Much space is devoted to discussing what these women have to say about their own Shakespeare productions, but productions selected in the main for their emphasis on purging Shakespeare of misogyny rather than for their subtlety. And here the crudeness of Schafer's analysis comes to the fore, for in her zeal she strips the plays of all artfulness, of open-endedness, conveying little sense of directing Shakespeare as discovery.

Take what Schafer calls "that wretched" and "very dangerous play" with its "unsavoury storyline", The Taming of the Shrew. Gale Edwards's 1995 RSC production was very badly received: Benedict Nightingale, for instance, hated a Katherine and Petruchio made into "exemplars in a marriage guidance manual aimed at unreconstructed males". Schafer insists that Edwards's cuts and changes were not distorting but intelligent: her translation of Katherine's famous speech into one of angry defiance and her engineering of Petruchio's remorse, hammered home in a programme note ("Petruchio slowly realises what he has been doing in the name of love. By the end of the speech his dream has become a nightmare"); the cutting of Petruchio's "Why there's a wench! Come on and kiss me, Kate!" so that Katherine has the final say - unfaithful to Shakespeare's ending, but feminism must come first.

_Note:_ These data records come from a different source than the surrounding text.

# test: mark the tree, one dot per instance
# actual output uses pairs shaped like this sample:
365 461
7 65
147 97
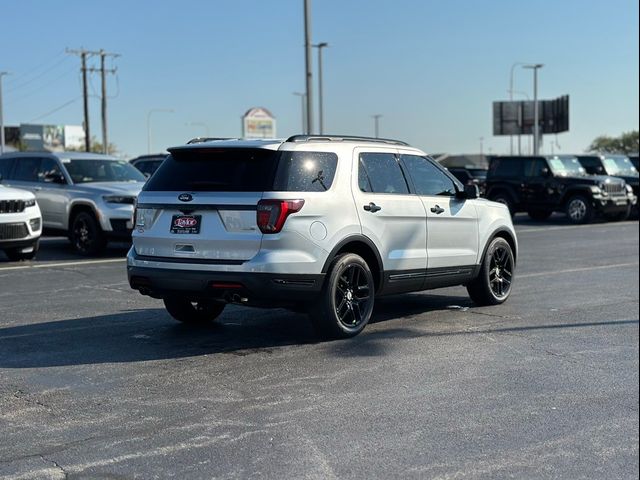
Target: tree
626 143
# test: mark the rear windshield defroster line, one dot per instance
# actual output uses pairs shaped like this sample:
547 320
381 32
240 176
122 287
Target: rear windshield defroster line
244 170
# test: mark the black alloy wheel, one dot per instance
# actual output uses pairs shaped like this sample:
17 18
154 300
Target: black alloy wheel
347 298
493 284
86 235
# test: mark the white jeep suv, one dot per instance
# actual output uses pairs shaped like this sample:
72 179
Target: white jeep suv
321 224
20 223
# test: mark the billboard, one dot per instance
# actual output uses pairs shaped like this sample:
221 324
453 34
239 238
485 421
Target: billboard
258 123
517 117
52 138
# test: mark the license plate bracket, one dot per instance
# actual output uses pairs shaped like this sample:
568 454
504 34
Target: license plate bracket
186 224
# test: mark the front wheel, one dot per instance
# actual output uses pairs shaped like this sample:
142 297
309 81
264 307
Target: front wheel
193 313
493 284
346 302
579 210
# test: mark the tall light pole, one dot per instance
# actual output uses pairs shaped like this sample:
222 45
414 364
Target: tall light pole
304 110
376 117
511 92
2 74
536 140
153 110
320 46
307 61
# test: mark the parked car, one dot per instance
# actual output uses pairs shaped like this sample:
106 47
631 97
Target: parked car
148 164
541 185
87 196
615 165
316 224
471 176
20 223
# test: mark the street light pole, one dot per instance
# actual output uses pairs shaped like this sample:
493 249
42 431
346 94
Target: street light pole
513 66
304 111
2 74
320 46
376 117
166 110
307 61
536 145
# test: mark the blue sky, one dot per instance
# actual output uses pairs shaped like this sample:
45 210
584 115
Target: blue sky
431 68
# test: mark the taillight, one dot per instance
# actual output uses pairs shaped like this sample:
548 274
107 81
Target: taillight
272 214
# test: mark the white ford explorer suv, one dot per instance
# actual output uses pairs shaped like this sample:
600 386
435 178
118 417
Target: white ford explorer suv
321 224
20 223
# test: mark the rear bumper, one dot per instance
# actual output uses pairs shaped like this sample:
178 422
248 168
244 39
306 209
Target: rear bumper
248 288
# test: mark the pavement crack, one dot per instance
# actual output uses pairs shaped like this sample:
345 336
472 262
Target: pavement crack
57 465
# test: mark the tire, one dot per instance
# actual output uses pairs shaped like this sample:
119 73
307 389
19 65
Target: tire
16 254
201 312
539 215
493 284
579 210
347 298
505 199
85 234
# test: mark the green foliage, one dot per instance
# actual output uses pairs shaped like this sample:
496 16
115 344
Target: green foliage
626 143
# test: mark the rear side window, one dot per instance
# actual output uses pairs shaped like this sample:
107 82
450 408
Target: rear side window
215 170
505 167
305 171
381 173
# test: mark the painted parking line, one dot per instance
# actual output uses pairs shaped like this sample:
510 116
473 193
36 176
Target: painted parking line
64 264
574 270
572 227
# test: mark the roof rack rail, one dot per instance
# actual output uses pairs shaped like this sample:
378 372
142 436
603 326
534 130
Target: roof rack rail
208 139
343 138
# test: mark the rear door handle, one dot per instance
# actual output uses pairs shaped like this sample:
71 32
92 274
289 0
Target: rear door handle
372 207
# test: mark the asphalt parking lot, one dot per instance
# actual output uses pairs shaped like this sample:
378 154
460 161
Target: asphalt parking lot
97 381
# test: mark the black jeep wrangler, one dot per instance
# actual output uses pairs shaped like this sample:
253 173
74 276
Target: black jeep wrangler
615 165
541 185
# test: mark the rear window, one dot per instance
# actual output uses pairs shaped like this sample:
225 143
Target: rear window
244 170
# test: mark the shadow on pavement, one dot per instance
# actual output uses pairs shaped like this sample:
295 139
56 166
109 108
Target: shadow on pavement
55 249
139 335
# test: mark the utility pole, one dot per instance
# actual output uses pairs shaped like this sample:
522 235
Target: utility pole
2 74
307 58
85 95
103 71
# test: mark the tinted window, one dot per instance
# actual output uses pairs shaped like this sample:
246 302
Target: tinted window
27 169
48 170
305 171
217 170
533 167
6 164
381 173
505 167
427 178
101 170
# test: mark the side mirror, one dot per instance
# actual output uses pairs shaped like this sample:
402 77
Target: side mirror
470 192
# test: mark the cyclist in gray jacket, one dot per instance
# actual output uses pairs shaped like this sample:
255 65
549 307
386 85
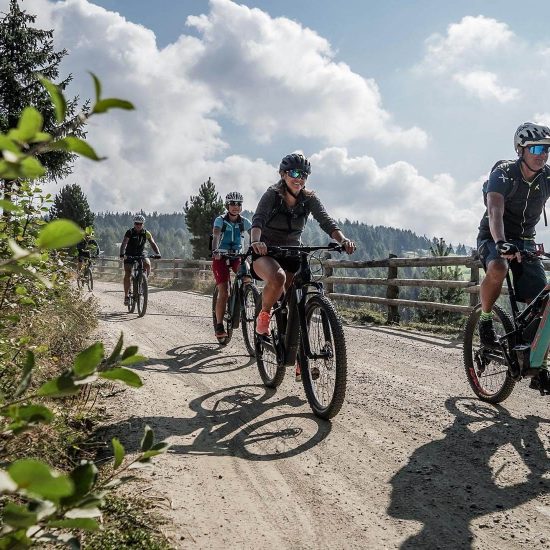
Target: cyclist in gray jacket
279 220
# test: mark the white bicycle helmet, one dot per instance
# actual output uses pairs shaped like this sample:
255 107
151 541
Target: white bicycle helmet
531 134
233 196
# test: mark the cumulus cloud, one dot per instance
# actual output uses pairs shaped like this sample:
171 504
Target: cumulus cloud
467 52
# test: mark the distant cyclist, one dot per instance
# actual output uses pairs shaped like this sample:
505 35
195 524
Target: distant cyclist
279 220
516 194
86 248
133 244
228 234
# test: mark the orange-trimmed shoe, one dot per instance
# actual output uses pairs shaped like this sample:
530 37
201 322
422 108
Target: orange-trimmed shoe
262 323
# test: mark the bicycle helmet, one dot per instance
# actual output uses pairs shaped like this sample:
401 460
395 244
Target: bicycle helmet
531 134
295 161
233 196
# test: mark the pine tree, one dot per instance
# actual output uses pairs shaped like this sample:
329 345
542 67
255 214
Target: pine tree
25 53
71 203
200 212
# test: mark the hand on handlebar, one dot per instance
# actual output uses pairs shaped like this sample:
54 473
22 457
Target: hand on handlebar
508 250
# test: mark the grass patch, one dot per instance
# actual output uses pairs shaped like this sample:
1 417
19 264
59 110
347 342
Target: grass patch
128 523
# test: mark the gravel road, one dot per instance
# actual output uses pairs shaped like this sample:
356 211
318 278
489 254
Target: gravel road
411 461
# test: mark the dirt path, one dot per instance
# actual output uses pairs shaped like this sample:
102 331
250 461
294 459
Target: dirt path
412 461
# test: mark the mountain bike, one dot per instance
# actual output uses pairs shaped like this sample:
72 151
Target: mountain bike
85 277
523 338
139 288
305 331
243 303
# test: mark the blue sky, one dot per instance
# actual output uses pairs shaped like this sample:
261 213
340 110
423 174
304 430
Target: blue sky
401 106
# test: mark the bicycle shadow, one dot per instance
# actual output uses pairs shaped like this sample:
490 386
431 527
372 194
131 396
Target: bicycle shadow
227 423
450 483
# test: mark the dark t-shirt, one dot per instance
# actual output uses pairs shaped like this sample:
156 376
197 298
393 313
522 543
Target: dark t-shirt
522 211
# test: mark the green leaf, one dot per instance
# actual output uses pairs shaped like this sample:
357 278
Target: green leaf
148 438
129 377
118 451
129 351
18 516
86 524
8 206
133 359
59 387
75 145
103 105
36 478
31 168
59 234
116 352
97 86
87 361
57 98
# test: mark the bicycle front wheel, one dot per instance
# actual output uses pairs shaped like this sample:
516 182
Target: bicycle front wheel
89 279
250 308
325 375
487 370
227 320
142 295
271 372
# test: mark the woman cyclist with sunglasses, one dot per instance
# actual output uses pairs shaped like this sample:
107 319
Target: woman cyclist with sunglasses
279 220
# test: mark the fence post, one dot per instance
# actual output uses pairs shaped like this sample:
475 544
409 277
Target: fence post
474 278
329 271
392 292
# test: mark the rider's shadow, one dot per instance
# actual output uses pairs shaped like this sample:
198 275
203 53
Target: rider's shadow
227 423
449 483
204 358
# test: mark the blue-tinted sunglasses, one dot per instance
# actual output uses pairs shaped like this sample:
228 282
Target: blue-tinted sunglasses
298 174
538 149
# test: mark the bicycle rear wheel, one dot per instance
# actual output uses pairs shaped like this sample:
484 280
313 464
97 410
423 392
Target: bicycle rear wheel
487 370
250 309
89 278
142 295
271 372
325 377
227 320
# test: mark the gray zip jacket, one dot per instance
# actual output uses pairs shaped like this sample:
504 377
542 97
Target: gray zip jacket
282 225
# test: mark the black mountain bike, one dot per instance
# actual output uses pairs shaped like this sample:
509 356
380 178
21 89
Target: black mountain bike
139 289
305 327
243 303
524 338
85 277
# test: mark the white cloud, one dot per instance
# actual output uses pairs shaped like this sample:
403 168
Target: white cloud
485 85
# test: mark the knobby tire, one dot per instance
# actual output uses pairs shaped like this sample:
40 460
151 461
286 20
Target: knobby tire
491 381
325 392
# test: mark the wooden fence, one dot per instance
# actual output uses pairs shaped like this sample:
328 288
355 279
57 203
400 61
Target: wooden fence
178 269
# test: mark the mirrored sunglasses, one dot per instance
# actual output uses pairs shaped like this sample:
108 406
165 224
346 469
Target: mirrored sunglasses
538 149
298 174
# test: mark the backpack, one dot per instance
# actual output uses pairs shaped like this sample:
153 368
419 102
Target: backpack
511 169
241 229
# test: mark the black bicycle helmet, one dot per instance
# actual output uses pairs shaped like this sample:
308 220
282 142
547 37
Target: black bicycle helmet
295 161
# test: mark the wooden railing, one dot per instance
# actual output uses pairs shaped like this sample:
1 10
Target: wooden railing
170 269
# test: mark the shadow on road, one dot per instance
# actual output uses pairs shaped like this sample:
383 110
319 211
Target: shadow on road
227 422
450 483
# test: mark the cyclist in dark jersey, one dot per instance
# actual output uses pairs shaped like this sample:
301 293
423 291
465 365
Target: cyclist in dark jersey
133 244
279 220
508 225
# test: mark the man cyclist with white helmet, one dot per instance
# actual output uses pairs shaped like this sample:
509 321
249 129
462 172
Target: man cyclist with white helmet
133 244
516 194
227 235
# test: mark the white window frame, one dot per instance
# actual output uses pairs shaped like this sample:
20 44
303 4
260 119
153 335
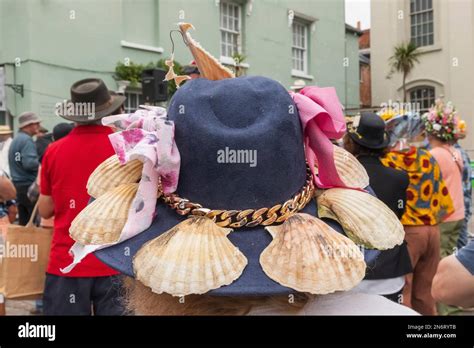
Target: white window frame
417 14
305 26
420 101
128 98
228 30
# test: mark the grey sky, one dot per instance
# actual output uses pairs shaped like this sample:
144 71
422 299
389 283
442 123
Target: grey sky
358 10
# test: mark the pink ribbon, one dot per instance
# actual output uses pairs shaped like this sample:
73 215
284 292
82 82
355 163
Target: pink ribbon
322 119
146 135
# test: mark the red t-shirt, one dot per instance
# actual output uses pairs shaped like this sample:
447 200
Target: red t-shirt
66 166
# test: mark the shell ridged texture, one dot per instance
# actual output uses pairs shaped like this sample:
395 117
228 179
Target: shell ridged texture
364 218
110 174
309 256
102 221
193 257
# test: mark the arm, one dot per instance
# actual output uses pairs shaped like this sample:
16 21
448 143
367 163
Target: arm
7 190
29 156
46 206
12 212
453 284
45 201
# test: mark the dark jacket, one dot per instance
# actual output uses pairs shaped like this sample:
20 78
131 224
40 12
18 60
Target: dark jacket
23 159
390 186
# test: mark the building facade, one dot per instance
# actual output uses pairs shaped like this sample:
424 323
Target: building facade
365 75
444 33
47 45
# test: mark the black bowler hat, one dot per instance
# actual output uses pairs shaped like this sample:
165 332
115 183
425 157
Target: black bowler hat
369 131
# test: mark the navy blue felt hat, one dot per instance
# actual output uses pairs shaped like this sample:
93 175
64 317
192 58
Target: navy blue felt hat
212 117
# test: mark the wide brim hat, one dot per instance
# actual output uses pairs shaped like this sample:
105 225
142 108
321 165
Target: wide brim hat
250 241
5 130
235 186
90 101
280 173
368 130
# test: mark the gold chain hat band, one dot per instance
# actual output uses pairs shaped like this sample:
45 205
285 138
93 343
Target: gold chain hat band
248 217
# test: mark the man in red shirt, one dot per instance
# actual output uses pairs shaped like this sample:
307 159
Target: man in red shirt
91 287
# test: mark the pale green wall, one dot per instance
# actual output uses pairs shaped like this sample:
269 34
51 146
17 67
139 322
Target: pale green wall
41 31
352 71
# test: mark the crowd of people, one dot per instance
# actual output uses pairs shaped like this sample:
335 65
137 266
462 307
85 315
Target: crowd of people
415 164
418 168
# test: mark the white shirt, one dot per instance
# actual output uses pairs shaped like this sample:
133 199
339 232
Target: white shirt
4 148
381 286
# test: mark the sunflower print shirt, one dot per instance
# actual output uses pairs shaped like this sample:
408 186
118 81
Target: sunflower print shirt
428 199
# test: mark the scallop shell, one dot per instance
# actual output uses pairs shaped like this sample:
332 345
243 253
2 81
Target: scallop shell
307 255
111 173
102 221
365 219
193 257
350 170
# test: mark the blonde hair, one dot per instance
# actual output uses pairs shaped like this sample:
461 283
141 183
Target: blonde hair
140 300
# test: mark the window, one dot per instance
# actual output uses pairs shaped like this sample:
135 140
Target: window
133 101
299 47
230 28
421 14
424 96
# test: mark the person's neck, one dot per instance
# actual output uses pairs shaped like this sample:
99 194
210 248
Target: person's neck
26 132
437 143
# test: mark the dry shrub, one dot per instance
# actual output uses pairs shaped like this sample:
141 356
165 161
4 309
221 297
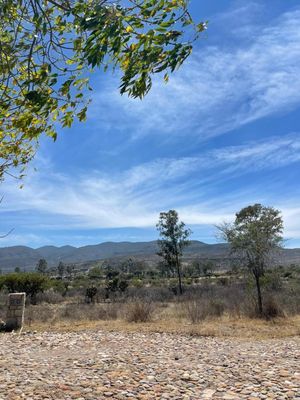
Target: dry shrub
194 310
92 312
50 297
39 313
197 310
272 309
139 311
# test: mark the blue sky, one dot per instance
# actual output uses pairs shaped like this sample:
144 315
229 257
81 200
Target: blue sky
222 134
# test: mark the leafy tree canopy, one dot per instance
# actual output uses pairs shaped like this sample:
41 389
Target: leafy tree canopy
256 231
49 47
254 235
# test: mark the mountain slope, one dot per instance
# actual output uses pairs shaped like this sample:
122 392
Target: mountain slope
27 258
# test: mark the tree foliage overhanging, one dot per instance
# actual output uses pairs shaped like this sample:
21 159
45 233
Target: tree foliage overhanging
49 47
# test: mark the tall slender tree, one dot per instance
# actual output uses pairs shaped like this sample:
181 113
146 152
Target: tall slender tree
173 239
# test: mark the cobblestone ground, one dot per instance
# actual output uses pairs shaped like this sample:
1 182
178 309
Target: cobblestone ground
101 365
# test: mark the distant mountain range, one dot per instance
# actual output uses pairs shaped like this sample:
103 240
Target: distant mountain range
27 258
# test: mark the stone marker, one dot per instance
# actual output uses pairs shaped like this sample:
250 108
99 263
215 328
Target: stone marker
15 311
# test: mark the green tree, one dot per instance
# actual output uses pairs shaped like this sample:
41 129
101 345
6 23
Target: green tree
41 266
61 269
90 294
254 235
173 239
49 48
70 268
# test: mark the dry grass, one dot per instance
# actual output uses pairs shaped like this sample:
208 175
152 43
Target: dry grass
169 318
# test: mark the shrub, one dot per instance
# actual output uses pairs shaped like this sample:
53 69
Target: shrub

There is no greater difficulty for the gender-preoccupied Shakespeare director than King Lear, because the language gets in the way. How to deal with all that "vividly expressed and poetically effective misogyny, much of it voiced by Lear himself'? Could the answer be to cast Lear as a woman, as Helena Kaut Howson did in 1979 at the Leicester Haymarket? But once again a woman's production got bad reviews - evidence of more misreading from a biased male establishment.

Perhaps the most that can be said is that Schafer looks at an impressively wide variety of plays, yet the more one reads, the less one gains, beyond the understanding that the reduction of meaning to simplistic gender politics does not make for good Shakespeare.

Mary Tomlinson is fiction editor, Bloomsbury Publishing.